July 29, 2009

Mamoru Fujieda - Patterns Of Plants (1997, Tzadik)

Mamoru Fujieda is a "post-minimalist" modern classical composer from Japan who released a pair of CDs in the mid-'90s on John Zorn's avant-garde Tzadik label, reviews of which were some of my first exposure to the label, home to many influential contemporary classical and art-noise names. One can always expect a page-length explanation of each piece in a Tzadik release, as the pieces are frequently the result of some complicated academic sound production scheme. Fujieda's "Music For Plants" is ostensibly composed based on the scientific charting of electrical impulses in the leaves of plants, and the sonic result is a very pleasant palette of gentle plucked string sequences using mysterious-sounding alternative tunings that reference Greek and Asian modes.
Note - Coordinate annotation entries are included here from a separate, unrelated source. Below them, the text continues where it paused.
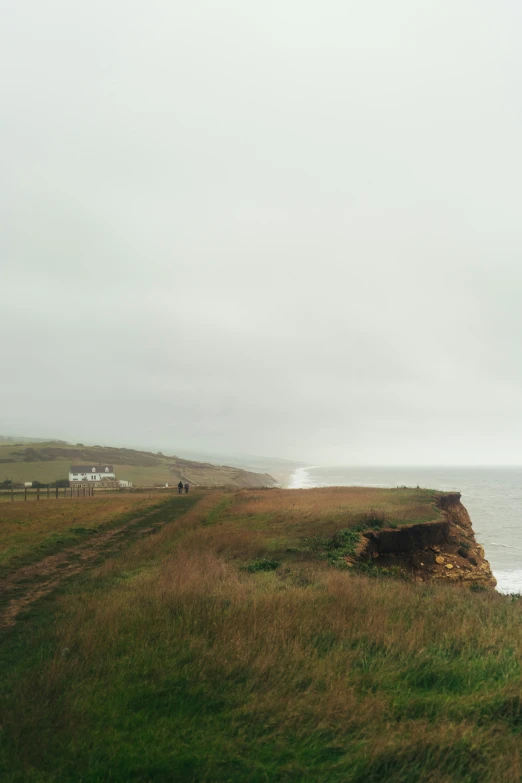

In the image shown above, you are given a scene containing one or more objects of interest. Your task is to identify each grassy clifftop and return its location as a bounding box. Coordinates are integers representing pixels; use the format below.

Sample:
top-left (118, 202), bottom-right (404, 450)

top-left (0, 489), bottom-right (512, 783)
top-left (0, 441), bottom-right (276, 487)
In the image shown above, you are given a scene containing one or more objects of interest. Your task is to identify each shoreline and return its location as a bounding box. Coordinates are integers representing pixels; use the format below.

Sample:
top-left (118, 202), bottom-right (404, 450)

top-left (282, 465), bottom-right (512, 595)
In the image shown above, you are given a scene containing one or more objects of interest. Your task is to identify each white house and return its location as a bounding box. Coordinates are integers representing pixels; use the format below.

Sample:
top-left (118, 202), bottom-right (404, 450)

top-left (69, 465), bottom-right (116, 484)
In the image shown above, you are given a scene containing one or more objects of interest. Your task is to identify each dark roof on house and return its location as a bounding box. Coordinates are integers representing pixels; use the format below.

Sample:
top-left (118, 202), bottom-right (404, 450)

top-left (70, 464), bottom-right (114, 473)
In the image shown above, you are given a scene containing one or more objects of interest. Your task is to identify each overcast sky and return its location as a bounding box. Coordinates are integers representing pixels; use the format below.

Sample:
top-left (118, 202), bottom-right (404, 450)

top-left (0, 0), bottom-right (522, 464)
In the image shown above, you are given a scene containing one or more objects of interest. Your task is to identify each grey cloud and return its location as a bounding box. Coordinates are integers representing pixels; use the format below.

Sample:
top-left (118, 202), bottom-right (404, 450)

top-left (0, 0), bottom-right (522, 464)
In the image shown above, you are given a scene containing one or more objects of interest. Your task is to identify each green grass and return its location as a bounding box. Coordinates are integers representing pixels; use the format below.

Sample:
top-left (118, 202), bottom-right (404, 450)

top-left (0, 486), bottom-right (522, 783)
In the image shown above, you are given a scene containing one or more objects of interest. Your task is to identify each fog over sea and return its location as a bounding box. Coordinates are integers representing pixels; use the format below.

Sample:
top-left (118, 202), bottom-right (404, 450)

top-left (288, 466), bottom-right (522, 593)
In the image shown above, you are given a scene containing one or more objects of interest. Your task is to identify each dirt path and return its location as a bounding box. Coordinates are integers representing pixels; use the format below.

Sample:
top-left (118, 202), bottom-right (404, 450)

top-left (0, 509), bottom-right (177, 628)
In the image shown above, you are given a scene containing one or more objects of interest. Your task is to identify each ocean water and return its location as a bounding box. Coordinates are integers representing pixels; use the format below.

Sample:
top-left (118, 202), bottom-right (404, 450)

top-left (288, 466), bottom-right (522, 593)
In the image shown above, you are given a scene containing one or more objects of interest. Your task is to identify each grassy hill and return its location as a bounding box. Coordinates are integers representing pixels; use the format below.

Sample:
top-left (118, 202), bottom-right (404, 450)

top-left (0, 488), bottom-right (512, 783)
top-left (0, 441), bottom-right (276, 487)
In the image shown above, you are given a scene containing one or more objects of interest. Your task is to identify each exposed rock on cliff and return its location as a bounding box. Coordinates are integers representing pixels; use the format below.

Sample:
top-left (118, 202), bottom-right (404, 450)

top-left (355, 492), bottom-right (497, 588)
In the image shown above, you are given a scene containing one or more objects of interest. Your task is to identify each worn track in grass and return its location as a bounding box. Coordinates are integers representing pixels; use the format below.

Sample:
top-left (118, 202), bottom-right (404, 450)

top-left (0, 495), bottom-right (199, 628)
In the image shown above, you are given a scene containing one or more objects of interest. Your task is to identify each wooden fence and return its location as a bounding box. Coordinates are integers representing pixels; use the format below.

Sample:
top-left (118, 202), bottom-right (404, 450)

top-left (0, 487), bottom-right (94, 502)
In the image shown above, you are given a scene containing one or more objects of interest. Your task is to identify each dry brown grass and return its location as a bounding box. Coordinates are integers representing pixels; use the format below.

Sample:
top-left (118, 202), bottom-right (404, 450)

top-left (0, 492), bottom-right (170, 566)
top-left (4, 490), bottom-right (522, 783)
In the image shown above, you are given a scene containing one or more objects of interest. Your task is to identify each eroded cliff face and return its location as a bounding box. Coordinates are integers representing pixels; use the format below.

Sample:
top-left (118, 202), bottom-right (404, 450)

top-left (356, 492), bottom-right (497, 588)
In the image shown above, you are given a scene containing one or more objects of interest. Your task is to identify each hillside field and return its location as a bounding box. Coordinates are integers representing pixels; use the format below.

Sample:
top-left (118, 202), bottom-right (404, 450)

top-left (0, 441), bottom-right (276, 487)
top-left (0, 488), bottom-right (522, 783)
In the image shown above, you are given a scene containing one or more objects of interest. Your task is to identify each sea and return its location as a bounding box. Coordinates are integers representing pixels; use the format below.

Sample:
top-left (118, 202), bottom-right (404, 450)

top-left (287, 465), bottom-right (522, 593)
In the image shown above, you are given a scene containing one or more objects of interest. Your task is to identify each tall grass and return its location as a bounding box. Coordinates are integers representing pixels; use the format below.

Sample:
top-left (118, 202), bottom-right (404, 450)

top-left (0, 486), bottom-right (522, 783)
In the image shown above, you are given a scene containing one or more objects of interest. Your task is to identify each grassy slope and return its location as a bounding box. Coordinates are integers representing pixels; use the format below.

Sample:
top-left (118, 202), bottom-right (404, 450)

top-left (0, 442), bottom-right (271, 487)
top-left (0, 492), bottom-right (177, 575)
top-left (0, 489), bottom-right (522, 783)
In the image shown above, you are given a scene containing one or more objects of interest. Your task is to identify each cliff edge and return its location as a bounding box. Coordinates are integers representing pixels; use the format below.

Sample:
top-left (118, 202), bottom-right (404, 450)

top-left (354, 492), bottom-right (497, 588)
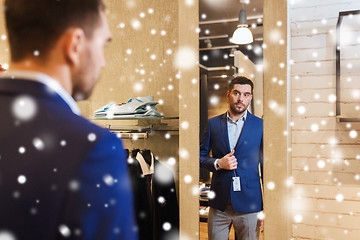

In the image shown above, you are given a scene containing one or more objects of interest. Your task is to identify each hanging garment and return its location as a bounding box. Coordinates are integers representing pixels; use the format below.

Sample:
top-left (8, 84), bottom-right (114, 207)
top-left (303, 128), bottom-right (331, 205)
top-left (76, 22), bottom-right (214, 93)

top-left (129, 149), bottom-right (179, 240)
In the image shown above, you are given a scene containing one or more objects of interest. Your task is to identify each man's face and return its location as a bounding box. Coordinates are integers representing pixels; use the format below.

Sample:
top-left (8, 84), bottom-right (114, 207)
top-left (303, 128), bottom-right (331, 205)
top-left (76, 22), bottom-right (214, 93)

top-left (227, 84), bottom-right (252, 115)
top-left (73, 12), bottom-right (111, 100)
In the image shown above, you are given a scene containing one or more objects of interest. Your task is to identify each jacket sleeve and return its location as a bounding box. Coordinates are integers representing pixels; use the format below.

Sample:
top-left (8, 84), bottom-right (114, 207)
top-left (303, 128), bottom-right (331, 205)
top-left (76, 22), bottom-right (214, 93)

top-left (200, 121), bottom-right (216, 172)
top-left (59, 133), bottom-right (138, 240)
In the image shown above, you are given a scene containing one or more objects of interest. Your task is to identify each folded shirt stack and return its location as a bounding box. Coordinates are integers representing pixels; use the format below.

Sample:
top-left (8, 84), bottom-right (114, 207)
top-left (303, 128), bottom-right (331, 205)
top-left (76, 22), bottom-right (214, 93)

top-left (94, 96), bottom-right (163, 119)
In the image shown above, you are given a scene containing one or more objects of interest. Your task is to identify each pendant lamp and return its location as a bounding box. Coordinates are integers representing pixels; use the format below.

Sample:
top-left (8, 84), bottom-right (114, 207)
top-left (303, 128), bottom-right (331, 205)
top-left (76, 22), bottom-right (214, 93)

top-left (230, 0), bottom-right (254, 44)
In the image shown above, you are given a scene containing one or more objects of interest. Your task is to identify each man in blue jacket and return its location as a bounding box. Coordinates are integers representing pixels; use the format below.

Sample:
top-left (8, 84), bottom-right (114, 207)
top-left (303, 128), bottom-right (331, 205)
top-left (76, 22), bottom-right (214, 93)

top-left (0, 0), bottom-right (137, 240)
top-left (200, 76), bottom-right (263, 240)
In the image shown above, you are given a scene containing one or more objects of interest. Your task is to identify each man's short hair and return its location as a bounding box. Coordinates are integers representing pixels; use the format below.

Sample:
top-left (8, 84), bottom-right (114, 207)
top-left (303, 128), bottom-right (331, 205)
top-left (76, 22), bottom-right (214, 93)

top-left (4, 0), bottom-right (105, 62)
top-left (229, 76), bottom-right (254, 94)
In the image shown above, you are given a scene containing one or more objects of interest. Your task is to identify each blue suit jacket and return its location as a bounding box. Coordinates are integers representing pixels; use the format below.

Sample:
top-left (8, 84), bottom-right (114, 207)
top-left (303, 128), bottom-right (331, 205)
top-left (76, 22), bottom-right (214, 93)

top-left (200, 112), bottom-right (263, 213)
top-left (0, 79), bottom-right (137, 240)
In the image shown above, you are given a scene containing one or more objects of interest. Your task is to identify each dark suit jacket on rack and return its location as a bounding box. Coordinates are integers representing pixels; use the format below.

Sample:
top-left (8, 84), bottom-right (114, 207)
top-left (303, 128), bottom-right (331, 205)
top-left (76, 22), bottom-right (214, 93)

top-left (0, 79), bottom-right (137, 240)
top-left (129, 150), bottom-right (179, 240)
top-left (200, 112), bottom-right (263, 213)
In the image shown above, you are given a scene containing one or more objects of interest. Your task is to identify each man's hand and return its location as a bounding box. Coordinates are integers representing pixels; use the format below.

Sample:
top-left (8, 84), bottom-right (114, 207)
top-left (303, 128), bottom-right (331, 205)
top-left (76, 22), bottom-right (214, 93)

top-left (218, 150), bottom-right (237, 170)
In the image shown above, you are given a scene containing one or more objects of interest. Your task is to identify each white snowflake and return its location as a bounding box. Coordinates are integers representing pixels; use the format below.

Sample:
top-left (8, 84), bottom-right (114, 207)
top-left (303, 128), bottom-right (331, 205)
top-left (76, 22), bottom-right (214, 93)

top-left (59, 224), bottom-right (71, 237)
top-left (12, 96), bottom-right (37, 121)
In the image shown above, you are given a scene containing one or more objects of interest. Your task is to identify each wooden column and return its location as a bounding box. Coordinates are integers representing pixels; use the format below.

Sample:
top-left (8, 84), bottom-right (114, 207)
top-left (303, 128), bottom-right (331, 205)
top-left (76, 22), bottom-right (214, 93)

top-left (264, 0), bottom-right (291, 240)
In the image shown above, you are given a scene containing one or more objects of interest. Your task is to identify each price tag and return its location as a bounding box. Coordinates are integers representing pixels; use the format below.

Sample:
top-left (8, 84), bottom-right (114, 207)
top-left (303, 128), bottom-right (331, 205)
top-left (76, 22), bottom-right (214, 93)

top-left (233, 177), bottom-right (241, 192)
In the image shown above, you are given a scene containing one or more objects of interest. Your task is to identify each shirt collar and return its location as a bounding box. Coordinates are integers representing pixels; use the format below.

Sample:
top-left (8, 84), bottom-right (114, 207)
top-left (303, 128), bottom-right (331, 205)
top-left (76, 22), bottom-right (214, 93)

top-left (226, 110), bottom-right (247, 123)
top-left (1, 70), bottom-right (81, 116)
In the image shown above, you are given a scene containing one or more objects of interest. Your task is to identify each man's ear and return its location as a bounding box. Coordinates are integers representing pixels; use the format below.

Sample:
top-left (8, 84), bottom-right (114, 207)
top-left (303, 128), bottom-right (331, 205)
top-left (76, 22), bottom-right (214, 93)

top-left (64, 28), bottom-right (85, 66)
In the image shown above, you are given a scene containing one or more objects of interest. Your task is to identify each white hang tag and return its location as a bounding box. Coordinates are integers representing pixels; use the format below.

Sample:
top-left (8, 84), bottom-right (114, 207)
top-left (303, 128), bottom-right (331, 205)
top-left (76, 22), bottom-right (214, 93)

top-left (233, 177), bottom-right (241, 192)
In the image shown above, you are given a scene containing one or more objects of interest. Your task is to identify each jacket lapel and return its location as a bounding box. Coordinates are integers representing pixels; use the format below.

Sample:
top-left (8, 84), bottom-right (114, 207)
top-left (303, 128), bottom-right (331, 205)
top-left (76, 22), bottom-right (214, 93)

top-left (220, 113), bottom-right (230, 153)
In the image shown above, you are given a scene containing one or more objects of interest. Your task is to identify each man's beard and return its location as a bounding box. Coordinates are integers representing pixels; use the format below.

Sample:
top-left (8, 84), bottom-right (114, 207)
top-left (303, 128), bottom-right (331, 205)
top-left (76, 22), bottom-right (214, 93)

top-left (230, 103), bottom-right (247, 115)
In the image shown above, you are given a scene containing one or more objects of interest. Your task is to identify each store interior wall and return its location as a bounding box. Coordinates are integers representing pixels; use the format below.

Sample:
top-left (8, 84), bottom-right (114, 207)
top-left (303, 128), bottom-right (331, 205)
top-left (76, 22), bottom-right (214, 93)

top-left (207, 51), bottom-right (263, 118)
top-left (289, 0), bottom-right (360, 240)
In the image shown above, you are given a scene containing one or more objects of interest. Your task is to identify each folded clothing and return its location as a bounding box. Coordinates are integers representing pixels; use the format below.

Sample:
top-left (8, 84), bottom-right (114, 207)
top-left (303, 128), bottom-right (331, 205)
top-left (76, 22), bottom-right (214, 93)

top-left (94, 96), bottom-right (163, 118)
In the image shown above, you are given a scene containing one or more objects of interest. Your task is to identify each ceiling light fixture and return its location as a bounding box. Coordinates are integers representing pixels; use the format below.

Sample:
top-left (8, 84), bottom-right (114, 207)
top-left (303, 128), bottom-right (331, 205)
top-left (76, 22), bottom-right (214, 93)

top-left (230, 0), bottom-right (254, 44)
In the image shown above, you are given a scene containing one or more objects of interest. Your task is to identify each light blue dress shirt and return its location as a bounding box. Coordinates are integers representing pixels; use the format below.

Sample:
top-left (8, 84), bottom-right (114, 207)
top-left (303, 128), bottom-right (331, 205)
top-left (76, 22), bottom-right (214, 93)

top-left (226, 110), bottom-right (247, 151)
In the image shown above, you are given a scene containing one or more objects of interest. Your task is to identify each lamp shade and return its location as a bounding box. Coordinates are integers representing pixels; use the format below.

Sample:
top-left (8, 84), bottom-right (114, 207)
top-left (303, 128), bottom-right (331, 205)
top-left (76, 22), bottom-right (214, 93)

top-left (231, 25), bottom-right (254, 44)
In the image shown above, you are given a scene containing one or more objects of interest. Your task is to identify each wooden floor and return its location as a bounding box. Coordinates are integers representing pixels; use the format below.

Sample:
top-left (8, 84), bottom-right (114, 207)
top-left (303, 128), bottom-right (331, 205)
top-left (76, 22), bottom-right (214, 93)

top-left (199, 222), bottom-right (264, 240)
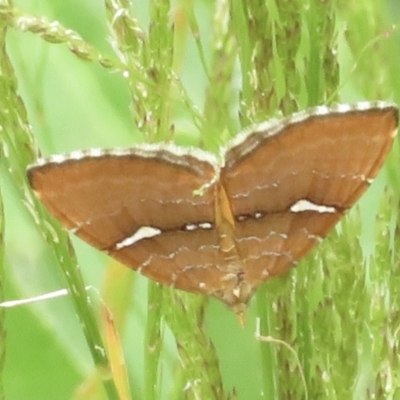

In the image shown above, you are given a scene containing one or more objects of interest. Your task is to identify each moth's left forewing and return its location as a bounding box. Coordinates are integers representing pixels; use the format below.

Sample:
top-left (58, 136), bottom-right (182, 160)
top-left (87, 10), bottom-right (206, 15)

top-left (221, 102), bottom-right (398, 287)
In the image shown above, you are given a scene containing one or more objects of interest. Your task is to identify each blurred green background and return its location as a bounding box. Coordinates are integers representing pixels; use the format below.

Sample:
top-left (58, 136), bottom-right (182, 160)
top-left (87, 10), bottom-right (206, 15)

The pieces are presented in a series of collections, each consisting of four patterns played on different combinations of 17 and 20-string koto, hitsu (25-string zither), sho and viola da gamba, as well as one collection of solo harpsichord pieces. The music has a graceful, soothing quality, with a slightly alien edge due to the non-Western tunings, and makes for very pleasant ambient music. Fujieda continued to compose collections of patterns in the series throughout the '90s and '00s, and released a second collection entitled "Patterns Of Plants II" late last year on Tzadik, continuing in similar directions with mostly the same instrumentation (minus the harpsichord). The new collection has a slightly more lush tone, with more movement and a bit more emphasis on the higher frequencies of sustained sho and violin tones in contrast to the mellow koto plucking on volume one. My preference goes to the subdued calm and slightly more sparse/spacious instrumentation of the first collection, but both sets are well worth hearing.